Todavia, apesar das dificuldades descritas, emergem potencialidades que, muitas vezes, justificam a continuidade do serviço, mesmo sem o apoio social ou político, e a ideia de buscar novas abordagens e estratégias voltadas a fortalecer a essa teoria e prática de desenvolvimento do cuidado por meio de contratos sociais, projetos terapêuticos coletivos, interações, autonomia e identidade, sendo o indivíduo participante ativo do seu processo de tratamento. Dentre os pontos de melhorias se destacam o conjunto de potencialidades como apresentadas pelos entrevistados a seguir:
Acho que a facilidade é essa própria dinâmica livre dos usuários terem essa autonomia, deles por exemplo dizerem “Eu quero fazer isso ou aquilo”, e essa construção ser feita juntamente com ele. Porque não é a gente, somente os profissionais, que propomos o que fazer, isso aqui é o CECCO, a gente constrói juntos (C1).

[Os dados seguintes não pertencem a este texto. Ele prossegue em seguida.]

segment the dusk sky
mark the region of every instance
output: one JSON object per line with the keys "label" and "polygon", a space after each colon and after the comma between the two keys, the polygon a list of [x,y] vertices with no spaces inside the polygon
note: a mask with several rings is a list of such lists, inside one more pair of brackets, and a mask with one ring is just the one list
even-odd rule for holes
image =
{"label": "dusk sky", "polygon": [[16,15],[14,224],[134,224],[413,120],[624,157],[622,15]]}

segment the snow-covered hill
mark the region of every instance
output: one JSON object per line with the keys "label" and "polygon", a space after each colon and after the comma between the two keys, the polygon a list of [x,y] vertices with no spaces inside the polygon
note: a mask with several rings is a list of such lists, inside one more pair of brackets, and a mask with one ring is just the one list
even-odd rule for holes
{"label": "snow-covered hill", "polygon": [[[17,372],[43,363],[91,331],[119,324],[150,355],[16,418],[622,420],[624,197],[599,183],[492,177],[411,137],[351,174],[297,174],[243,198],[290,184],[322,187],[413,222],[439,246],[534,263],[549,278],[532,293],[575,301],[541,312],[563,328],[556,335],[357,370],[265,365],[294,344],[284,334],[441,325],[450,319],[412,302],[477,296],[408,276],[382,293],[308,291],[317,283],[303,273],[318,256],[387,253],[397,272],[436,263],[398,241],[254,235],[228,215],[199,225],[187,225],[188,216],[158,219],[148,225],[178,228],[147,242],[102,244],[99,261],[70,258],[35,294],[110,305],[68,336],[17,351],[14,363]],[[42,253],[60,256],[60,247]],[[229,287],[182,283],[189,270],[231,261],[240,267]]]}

Então, hoje eu danço, vivo a arte, essa minha facilidade, até dança do ventre eu dancei, dançamos muito bem. Então, coisas que nunca imaginei em fazer, eu fiz. Aprendi até fazer educação física, eu pesava 100kg, hoje tô bonito aqui ó. [...] Então, aqui fez minha vida ser fácil, esse ambiente faz tudo parecer mais fácil para mim (C1).
As facilidades... os convivas. Eu acho que são eles, eles que fazem que isso realmente funcione, que têm esse amor pelo serviço, que faz acontecer, que tem esse amor incrível pelo que o serviço proporciona para eles, né? (P9).

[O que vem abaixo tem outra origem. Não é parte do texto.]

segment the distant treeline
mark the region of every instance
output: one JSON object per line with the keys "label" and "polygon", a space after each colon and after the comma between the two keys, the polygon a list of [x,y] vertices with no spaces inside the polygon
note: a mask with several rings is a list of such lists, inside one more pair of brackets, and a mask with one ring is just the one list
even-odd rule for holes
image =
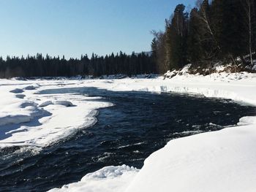
{"label": "distant treeline", "polygon": [[[153,31],[153,59],[159,73],[219,61],[252,66],[256,51],[255,0],[203,0],[186,11],[178,4],[165,31]],[[247,59],[244,56],[249,55]]]}
{"label": "distant treeline", "polygon": [[162,74],[187,64],[203,68],[217,62],[252,66],[256,53],[256,2],[199,0],[189,11],[178,4],[165,20],[165,31],[153,31],[153,34],[151,54],[120,52],[69,60],[42,54],[0,58],[0,78]]}
{"label": "distant treeline", "polygon": [[114,55],[98,56],[87,55],[80,59],[67,60],[63,56],[43,57],[42,54],[26,58],[9,56],[5,60],[0,58],[0,78],[13,77],[72,77],[123,74],[127,75],[156,73],[151,55],[144,53],[130,55],[122,52]]}

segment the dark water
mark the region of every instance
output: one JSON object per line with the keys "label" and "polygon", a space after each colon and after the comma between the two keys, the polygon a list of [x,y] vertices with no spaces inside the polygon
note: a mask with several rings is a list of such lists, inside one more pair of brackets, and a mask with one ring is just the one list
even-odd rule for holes
{"label": "dark water", "polygon": [[105,166],[141,168],[151,153],[172,139],[216,131],[255,115],[252,107],[229,100],[178,94],[111,92],[95,88],[49,90],[104,96],[98,123],[31,155],[17,148],[0,152],[0,191],[45,191],[77,182]]}

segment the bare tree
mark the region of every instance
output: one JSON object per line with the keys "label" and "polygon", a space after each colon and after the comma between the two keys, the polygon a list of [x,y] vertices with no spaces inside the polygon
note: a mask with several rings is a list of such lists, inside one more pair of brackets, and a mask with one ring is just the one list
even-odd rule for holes
{"label": "bare tree", "polygon": [[253,65],[252,61],[252,18],[253,18],[253,7],[255,4],[255,0],[241,0],[241,4],[244,8],[245,11],[245,23],[248,28],[248,47],[249,47],[249,54],[250,58],[250,64]]}

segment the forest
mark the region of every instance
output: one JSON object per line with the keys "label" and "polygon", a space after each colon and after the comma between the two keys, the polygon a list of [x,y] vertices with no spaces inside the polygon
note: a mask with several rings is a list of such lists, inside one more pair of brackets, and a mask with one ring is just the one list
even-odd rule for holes
{"label": "forest", "polygon": [[[151,53],[92,54],[66,59],[42,54],[0,58],[0,78],[72,77],[122,74],[163,74],[191,64],[208,68],[214,64],[240,62],[252,66],[256,52],[255,0],[199,0],[187,9],[176,6],[164,31],[152,31]],[[245,58],[245,56],[246,57]]]}
{"label": "forest", "polygon": [[219,62],[252,66],[256,50],[255,1],[201,0],[189,11],[184,4],[177,5],[165,20],[165,31],[153,31],[152,59],[157,71],[165,73],[187,64],[204,68]]}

Dessa maneira, portanto, se vê a importância do vínculo para além do olhar técnico, mas o olhar humanizado do serviço e dos profissionais prestadores desse cuidado nos dispositivos de saúde, como o Centro de Convivência e Cultura. Entendendo que a inclusão do sujeito no processo de cuidado é uma ampliação da corresponsabilização (Brasil, 2013).

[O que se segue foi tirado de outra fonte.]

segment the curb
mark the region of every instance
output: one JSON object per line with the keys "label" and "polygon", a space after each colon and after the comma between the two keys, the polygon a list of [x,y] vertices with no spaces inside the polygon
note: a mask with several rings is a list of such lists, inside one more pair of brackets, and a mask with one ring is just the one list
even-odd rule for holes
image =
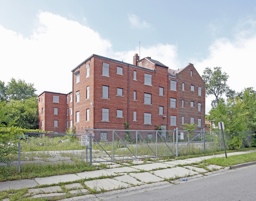
{"label": "curb", "polygon": [[241,164],[238,164],[235,165],[231,167],[231,169],[236,169],[242,167],[245,167],[246,166],[250,166],[252,165],[256,164],[256,161],[252,161],[252,162],[249,162],[245,163],[242,163]]}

Na contramão das instituições manicomiais, o CECCO extrapola o pensamento clínico e medicalizador da produção da saúde, ao propor afetos, autonomia, expressão de vida e cuidado em liberdade. Por conseguinte, pode-se nomear como a clínica da delicadeza a qual produz o cuidado em liberdade, negando o silêncio, reconstruindo a identidade do sujeito esquecida devido às opressões postas pelos manicômios. Adverte que a ideia de clínica não é médica, mas de diversos profissionais que compõem o cuidado em saúde mental dentro da rede, haja vista, ampliada (Passos, 2022).
Considerações finais
Conclui-se que a produção de vida e saúde mental se dão pela intersecção entre saúde mental, cultura e arte, pois a arte e a cultura são identificadas como ferramentas capazes de transformar o ambiente, ampliar os afetos e desejos dos atores sociais que permeiam o ambiente estudado. Acrescente-se também que a gestão compartilhada e a criação de vínculo suscitam a sensação de pertencimento e afetividade tão importantes para a produção de saúde mental.
Todavia, as fragilidades estruturais são entraves no serviço, que não inviabilizam a socialização, promoção de autonomia e inserção na cidade, mas as dificultam.
O espaço físico que, por vezes, dificultava a privacidade para execução das entrevistas, configura-se como limitação deste estudo. Outrossim, o presente estudo limita-se a uma realidade local, de modo que os dados precisam ser interpretados a partir deste cenário e não podem ser generalizados para outras realidades. Todavia, espera-se que os achados deste estudo possam ampliar a reflexão sobre esta temática.
Sugere-se o investimento público no CECCO, com maior articulação para a implementação de iniciativas de economia solidária no espaço em tela. Outrossim, identifica-se o espaço como potente para formação de profissionais da área da saúde, dentre outras.